In order to take advantage of all the advanced features of Longhorn, hardware will need to support WGF 2.0. Microsoft is currently considering making WGF 2.0 support a requirement for Gold Logo certification (meaning that it would be impossible to buy a computer system today that is fully Gold Logo). But we can't make any hard and fast statements about either WGF 2.0 or the Gold Logo program as neither is finalized.
We do know a little bit about the upcoming next step in the DirectX line. Aside from the new features in WGF 1.0, we will also see some new pipeline stages. Geometry shading will allow programmers to work with whole primitives at a time (where vertex and pixel shaders only allow working with one pixel or vertex). This will enable such things as easily generating per-primitive data for pixel shaders, easier handling of normals and colors, and some manipulation of the primitive (extrusion/expansion).
The fact that DX10 (or WGF2.0) hardware will need to allow stream output from the middle of the pipeline (and feedback to the front of the pipeline with predication) means much more flexibility for developers. For example, developers could use this feature to create a fast, efficient way to generate dynamic reflection, environment, or shadow maps (especially when combined with the new geometry shader). And vertex and geometry shader textures will be completely supported as well.
We can also expect Microsoft to come through with a much more detailed and stringent specification for WGF 2.0. It seems that the extent to which DX9 hardware can vary has gotten their attention. In one of the sessions we attended, it was stressed that Microsoft doesn't want software developers to have to cater to multiple hardware paths in order to get good performance. In fact, they went so far as to say that they wanted a tight enough spec so that WGF 2.0 hardware would all support the same features implemented in the same way. Foreshadowing this, all capability bits have been eliminated from WGF 2.0 (meaning that either hardware will or will not support exactly the same set of functions as all other WGF 2.0 hardware). Vendor specific extensions will still be accessible through OpenGL, and we can expect the top graphics IHVs to try and differentiate themselves somehow. It may just become more of an AMD/Intel type of race where the differences come down to the underlying hardware architecture and technology.

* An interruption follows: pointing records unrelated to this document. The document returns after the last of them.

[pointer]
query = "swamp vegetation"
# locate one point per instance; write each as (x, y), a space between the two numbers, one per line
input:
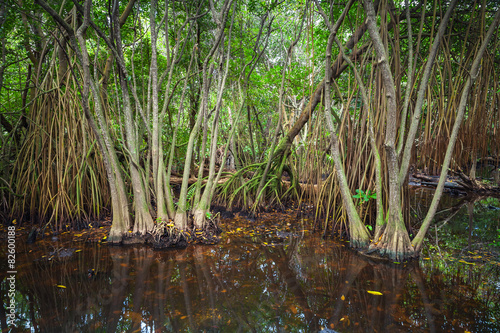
(154, 114)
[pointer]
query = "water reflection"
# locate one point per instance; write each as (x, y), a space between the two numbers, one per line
(249, 284)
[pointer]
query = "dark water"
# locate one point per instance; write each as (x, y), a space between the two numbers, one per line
(257, 281)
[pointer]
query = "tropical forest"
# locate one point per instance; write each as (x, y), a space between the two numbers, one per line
(250, 166)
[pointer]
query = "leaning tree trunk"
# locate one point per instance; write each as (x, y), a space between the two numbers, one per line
(419, 238)
(394, 241)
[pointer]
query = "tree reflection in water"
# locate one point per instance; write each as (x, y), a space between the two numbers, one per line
(249, 284)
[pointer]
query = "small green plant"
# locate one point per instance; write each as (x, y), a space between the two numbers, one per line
(364, 196)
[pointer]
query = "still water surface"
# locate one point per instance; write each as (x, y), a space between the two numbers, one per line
(256, 280)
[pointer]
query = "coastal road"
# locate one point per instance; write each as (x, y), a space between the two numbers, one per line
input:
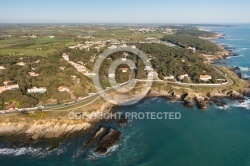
(132, 78)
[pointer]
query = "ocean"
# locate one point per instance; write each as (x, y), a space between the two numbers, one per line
(217, 136)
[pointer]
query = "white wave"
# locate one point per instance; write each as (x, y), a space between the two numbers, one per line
(19, 151)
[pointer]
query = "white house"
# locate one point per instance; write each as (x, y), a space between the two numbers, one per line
(124, 69)
(20, 63)
(12, 87)
(37, 90)
(33, 74)
(63, 89)
(152, 75)
(205, 77)
(181, 77)
(170, 77)
(2, 67)
(111, 75)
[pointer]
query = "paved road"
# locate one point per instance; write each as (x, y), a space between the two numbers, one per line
(132, 78)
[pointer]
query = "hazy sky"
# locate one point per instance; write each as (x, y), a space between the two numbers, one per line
(125, 11)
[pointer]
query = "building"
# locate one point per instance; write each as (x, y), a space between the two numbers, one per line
(112, 47)
(2, 68)
(63, 89)
(170, 77)
(20, 63)
(6, 82)
(181, 77)
(37, 90)
(12, 87)
(33, 74)
(111, 75)
(124, 70)
(152, 75)
(62, 67)
(205, 77)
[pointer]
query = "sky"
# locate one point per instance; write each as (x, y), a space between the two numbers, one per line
(125, 11)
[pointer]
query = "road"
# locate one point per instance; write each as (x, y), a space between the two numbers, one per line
(132, 78)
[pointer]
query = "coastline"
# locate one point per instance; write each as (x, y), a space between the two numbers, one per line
(50, 131)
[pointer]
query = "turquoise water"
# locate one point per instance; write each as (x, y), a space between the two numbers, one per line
(214, 137)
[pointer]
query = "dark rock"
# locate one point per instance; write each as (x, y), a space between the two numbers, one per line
(108, 141)
(220, 103)
(202, 105)
(188, 102)
(235, 95)
(97, 134)
(246, 92)
(123, 120)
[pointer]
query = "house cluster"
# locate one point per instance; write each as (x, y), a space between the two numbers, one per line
(151, 73)
(156, 41)
(144, 30)
(193, 49)
(63, 89)
(33, 74)
(36, 90)
(123, 45)
(181, 77)
(7, 86)
(79, 67)
(20, 64)
(168, 31)
(90, 44)
(2, 68)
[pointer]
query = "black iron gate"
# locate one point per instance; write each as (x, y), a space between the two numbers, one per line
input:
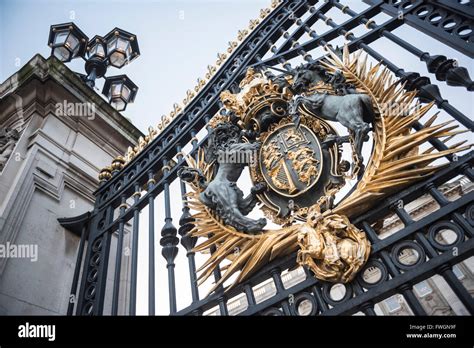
(277, 41)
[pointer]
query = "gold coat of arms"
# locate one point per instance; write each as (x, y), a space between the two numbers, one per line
(281, 129)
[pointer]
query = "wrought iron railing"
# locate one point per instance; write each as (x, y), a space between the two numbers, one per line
(120, 200)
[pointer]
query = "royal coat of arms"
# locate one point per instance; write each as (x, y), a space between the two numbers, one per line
(281, 127)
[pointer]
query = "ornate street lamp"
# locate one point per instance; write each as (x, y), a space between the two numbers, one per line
(122, 47)
(117, 49)
(120, 90)
(67, 41)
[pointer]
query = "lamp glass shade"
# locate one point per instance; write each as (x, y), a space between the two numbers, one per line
(118, 104)
(60, 37)
(97, 50)
(117, 59)
(62, 53)
(72, 43)
(126, 93)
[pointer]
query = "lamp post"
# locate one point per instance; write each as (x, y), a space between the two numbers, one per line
(118, 48)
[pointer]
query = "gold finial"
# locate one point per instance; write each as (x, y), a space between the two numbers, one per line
(118, 163)
(211, 70)
(241, 34)
(264, 12)
(221, 57)
(189, 96)
(253, 24)
(200, 83)
(232, 45)
(105, 174)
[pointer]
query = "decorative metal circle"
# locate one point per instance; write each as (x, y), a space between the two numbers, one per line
(464, 31)
(449, 24)
(291, 160)
(118, 186)
(97, 246)
(101, 224)
(90, 292)
(305, 305)
(334, 294)
(88, 308)
(424, 11)
(130, 175)
(373, 274)
(92, 276)
(435, 18)
(407, 255)
(470, 214)
(445, 235)
(272, 312)
(95, 260)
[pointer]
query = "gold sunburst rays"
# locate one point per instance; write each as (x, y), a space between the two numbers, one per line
(247, 252)
(395, 160)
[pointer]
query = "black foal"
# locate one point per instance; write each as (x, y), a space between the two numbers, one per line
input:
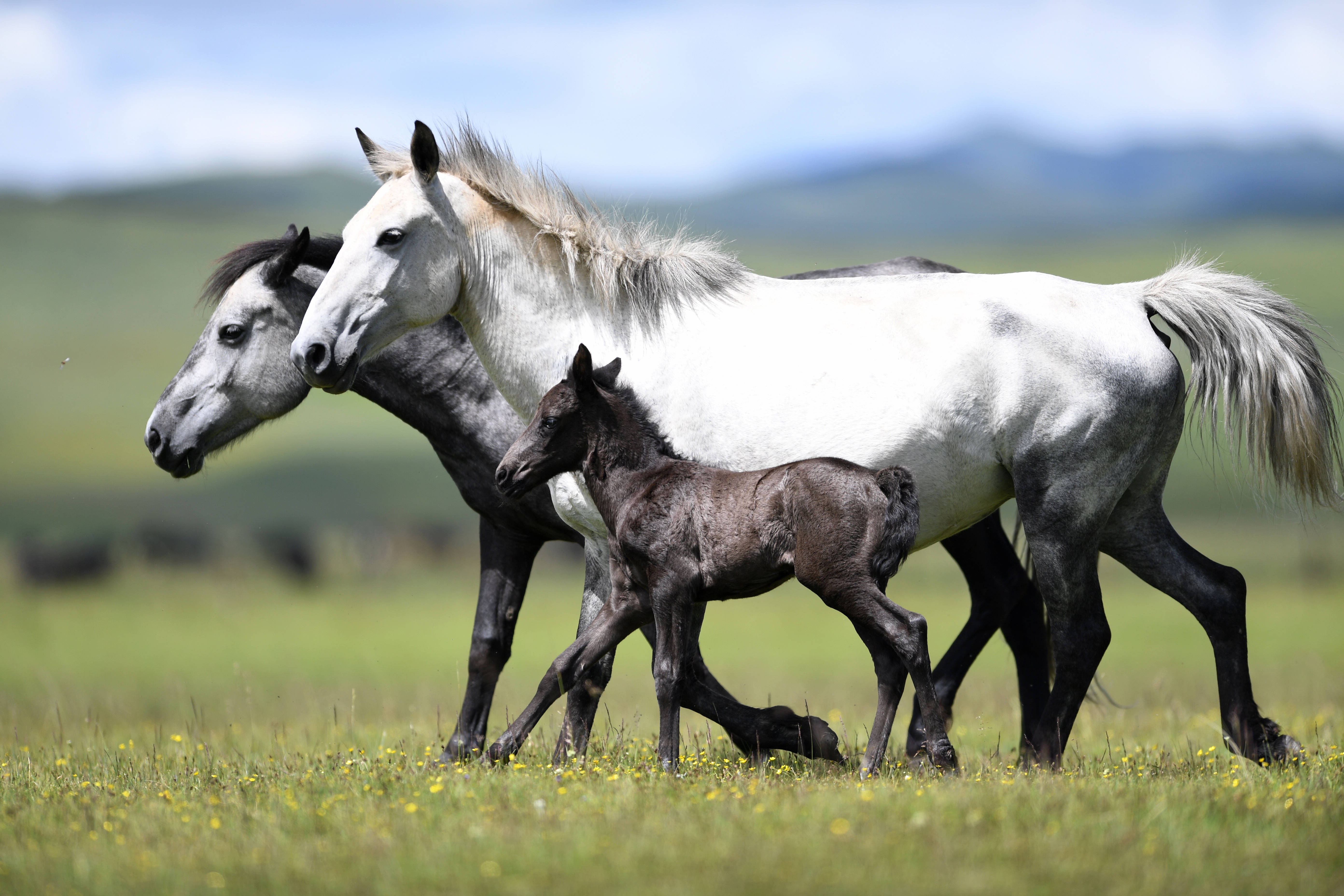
(683, 534)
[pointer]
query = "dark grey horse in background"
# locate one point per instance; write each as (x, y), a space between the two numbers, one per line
(238, 375)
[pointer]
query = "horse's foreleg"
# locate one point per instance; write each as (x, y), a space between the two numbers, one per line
(1146, 542)
(581, 707)
(622, 616)
(506, 567)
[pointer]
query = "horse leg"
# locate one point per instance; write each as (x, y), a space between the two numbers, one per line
(998, 588)
(672, 616)
(506, 567)
(622, 616)
(581, 707)
(1066, 573)
(753, 731)
(1143, 539)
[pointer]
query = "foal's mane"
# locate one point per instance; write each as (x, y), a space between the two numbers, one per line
(322, 254)
(624, 397)
(630, 264)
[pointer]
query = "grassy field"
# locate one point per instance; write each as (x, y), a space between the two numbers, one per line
(229, 731)
(112, 288)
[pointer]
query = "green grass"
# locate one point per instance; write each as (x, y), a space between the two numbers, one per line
(271, 710)
(112, 287)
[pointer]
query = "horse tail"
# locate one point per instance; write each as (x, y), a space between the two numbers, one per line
(901, 525)
(1260, 350)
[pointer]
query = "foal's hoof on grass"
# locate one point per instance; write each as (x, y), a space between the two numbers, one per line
(808, 737)
(939, 756)
(498, 751)
(1284, 749)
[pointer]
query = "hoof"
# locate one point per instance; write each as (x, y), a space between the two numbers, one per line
(940, 756)
(826, 743)
(1284, 749)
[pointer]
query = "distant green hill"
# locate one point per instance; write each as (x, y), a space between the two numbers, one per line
(109, 280)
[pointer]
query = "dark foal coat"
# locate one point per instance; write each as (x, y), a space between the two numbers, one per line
(683, 534)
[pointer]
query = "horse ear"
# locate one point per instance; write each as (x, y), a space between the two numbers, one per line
(581, 371)
(605, 377)
(425, 152)
(283, 265)
(374, 154)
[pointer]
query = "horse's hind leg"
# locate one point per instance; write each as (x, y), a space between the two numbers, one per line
(581, 706)
(1143, 539)
(1002, 596)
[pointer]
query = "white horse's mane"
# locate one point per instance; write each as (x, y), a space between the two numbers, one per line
(628, 263)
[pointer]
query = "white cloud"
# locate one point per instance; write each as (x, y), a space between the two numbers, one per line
(663, 97)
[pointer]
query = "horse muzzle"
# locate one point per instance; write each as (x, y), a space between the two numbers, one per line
(316, 362)
(178, 463)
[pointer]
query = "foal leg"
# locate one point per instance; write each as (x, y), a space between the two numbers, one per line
(892, 683)
(999, 586)
(506, 567)
(1143, 539)
(622, 616)
(581, 707)
(672, 618)
(753, 731)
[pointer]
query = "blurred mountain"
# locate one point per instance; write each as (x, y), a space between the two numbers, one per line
(1006, 185)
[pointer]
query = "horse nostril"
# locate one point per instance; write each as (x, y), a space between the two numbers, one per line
(315, 357)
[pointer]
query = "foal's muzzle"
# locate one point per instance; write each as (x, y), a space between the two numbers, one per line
(510, 482)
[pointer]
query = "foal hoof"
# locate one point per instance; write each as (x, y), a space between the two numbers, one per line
(940, 756)
(1284, 749)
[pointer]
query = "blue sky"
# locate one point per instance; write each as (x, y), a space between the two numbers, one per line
(655, 99)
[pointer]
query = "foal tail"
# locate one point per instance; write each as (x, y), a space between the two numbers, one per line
(901, 525)
(1259, 350)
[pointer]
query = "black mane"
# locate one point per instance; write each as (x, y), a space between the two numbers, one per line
(322, 253)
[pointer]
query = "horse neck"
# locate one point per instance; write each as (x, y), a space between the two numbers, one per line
(433, 381)
(622, 453)
(526, 315)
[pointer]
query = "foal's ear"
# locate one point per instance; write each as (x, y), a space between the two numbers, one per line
(605, 377)
(376, 155)
(425, 152)
(283, 265)
(581, 371)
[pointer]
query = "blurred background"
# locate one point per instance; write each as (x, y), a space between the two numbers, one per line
(144, 140)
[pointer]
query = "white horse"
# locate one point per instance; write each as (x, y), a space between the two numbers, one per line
(1057, 393)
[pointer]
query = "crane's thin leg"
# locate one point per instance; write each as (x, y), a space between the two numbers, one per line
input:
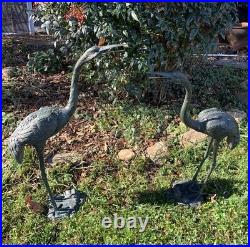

Aside from all of this, a feature of the LDDM (Longhorn Display Driver Model) that we find really interesting (aside from windows managed virtualized memory) is that Microsoft wants to provide a scheduler for the GPU in order to have multiple graphics programs running on a single piece of hardware at the same time. At first, this will be support by simply batching together requests from different processes and scheduling them, but the future will be more complex. Hardware makers will need to put some effort into providing for context switching in graphics hardware. It will be interesting to see how efficiently this is implemented, as it could generate quite a bit of hardware overhead.
That's about the extent of the current knowledge we have on WGF 2.0 and the LDDM. To be sure, we will bring you more information as we get a hold of it.